Already, 40 percent of the state's residents rely on four reservoirs -- Clinton, Perry, Milford, Tuttle -- for most or all of their water.
"When you look at the demographic trends and projections, that percentage is only going to increase," Grotewiel predicted.
The Water Office, he said, is putting together a long-range plan for making sure the reservoirs can sustain the projected growth. The plan will be presented to the Kansas Legislature in 2005.
The Water Office played host to a hearing on the plan Wednesday at the Douglas County 4-H Fairgrounds. The office convened a similar meeting Tuesday in Hutchinson.
"People were interested and generally supportive," Grotewiel said.
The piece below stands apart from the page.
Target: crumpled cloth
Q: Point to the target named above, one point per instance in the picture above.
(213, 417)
About a dozen city and rural water district officials attended the meeting.
The plan is expected to call for an increase in efforts to reduce siltation at the reservoirs and to begin setting aside money needed to pay off the state's water-storage debts.
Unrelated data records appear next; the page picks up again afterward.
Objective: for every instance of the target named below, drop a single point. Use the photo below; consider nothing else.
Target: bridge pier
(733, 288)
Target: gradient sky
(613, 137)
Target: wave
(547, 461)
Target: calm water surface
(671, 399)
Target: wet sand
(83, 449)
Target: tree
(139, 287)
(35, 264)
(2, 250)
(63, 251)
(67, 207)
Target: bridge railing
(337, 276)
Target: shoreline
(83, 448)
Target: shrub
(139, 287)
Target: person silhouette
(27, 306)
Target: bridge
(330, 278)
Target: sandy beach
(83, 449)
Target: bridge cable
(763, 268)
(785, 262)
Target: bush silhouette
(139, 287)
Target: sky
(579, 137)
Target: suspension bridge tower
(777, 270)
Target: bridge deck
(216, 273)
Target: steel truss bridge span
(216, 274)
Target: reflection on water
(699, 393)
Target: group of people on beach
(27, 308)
The siltation problems at Perry Reservoir are well-known.
"If you look at the satellite photos from 20 years ago, you'll see that a lot of the areas that used to be open water are in mud flats now," said Tom Lowe, an environmental scientist at the Water Office.
Also, recent algae-bloom outbreaks at Marion and Cheney reservoirs were linked to the siltation problems within their respective watersheds. Both outbreaks led to shutdowns of local water supplies.
"I'd say the red flag is already waving," Lowe said.
Grotewiel said he didn't expect the new plan to include a call for additional funding. But it will, he said, change the way the state water fund is spent.
The water fund is a pool of money dedicated for water resources and research. But over the years, lawmakers have tapped the fund to pay for programs previously covered by the state's general spending fund.
"We need to get back to using the water fund for what it was intended," Grotewiel said.